The success of this discovery benefit from many scientists’ hard work. Matthew Moscou, who did the computation work for this discovery mentioned that the biggiest challenge was determining how far we could get with the analysis. After a lot of trial and error, they were able to scan all the gene promoters and pull out target genes.

With the advent of this method, lots of work is currently ongoing with testing the feasibility of TAL effectors in performing exactly. 2010 a group in Minnesota led by Dan Voytas, director of the Center for Genome Engineering at the University of Minnesota, former professor in genetics, development and cell biology at Iowa State, led a project to test this TAL effecter nucleases to build the test and it worked.

According to Bogdanove, a series of papers showing the use of TAL effectors and TAL effectors nucleases can be use in several different mechanisms, different cell types including plants, zebra fish, cancer research, and also human cells. What remains is just to work out the details, and optimize their use and start to employ them for therapies.

Dan Voytas expressed that there are numerous applications of this technology, from creating new crop plants to correcting inherited genetic disorders.

“I truly believe the technology deserves recognition as method of the year.” said Voytas.

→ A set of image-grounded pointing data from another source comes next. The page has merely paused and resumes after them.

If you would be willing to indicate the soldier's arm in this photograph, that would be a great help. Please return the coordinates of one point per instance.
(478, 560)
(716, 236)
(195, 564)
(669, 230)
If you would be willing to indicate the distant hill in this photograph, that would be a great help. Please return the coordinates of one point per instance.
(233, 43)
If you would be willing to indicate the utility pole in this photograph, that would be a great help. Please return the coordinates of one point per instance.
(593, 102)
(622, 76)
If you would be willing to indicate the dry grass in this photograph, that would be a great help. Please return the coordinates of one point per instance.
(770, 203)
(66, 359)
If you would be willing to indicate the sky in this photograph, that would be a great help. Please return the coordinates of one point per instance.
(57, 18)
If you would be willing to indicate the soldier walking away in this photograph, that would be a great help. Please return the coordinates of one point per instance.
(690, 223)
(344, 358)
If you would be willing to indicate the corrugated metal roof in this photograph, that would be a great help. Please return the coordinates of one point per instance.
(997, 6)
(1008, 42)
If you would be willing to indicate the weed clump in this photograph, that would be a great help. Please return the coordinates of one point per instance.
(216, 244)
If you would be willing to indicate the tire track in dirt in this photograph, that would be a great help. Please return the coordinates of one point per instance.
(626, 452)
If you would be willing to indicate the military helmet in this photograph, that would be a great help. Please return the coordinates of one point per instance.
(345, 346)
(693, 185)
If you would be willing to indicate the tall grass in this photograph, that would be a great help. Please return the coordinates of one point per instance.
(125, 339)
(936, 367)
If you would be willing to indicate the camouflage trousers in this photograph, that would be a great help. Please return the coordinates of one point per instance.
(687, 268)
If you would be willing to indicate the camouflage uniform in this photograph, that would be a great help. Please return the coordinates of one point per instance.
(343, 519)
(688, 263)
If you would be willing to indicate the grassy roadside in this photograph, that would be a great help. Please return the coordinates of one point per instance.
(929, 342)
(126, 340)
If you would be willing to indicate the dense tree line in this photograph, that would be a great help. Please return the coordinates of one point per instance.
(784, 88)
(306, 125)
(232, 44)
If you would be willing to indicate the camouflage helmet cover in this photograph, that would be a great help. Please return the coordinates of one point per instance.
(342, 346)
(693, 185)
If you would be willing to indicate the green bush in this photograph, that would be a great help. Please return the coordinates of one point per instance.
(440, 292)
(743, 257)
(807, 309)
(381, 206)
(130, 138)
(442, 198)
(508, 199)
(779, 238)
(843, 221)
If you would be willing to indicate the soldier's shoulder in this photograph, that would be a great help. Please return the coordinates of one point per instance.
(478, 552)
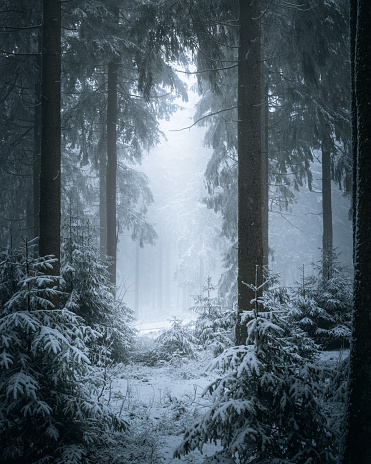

Dr. Bogdanove’s lab made the protein kit publicly available immediately they published the paper in 2009. Now, at least 270 labs across the world are trying out TAL effectors. They also built a website with a computational tools to help design TAL effectors. So far there are about 7000 users including 3000 independent users of that website.

To understand TAL effecter protein better, structural biologists use X-rays to see the protein structure and provide 3D model of it. With this model, scientists have a better idea of how TAL effecters interact with DNA. Scientists may use this model to make predictions more precisely.

“It is amazing structure, we never see anything like this before in nature. We never see any protein that wraps up with DNA like this.” said Dr. Bogdanove.

Gene-editing with engineered nuclease helps people to understand how simple and effective of the bacteria in some strategy to inject the host cell to make the plant sick for their own benefits, said Professor Bing Yang. People take advantage of simple sense to make good thing out of it. However, TAL effecter is not the ultimate method to fix all the genetic disorder problems. According to Bogdanove, the science community has a lot to do yet. It is still young, still in early time right now.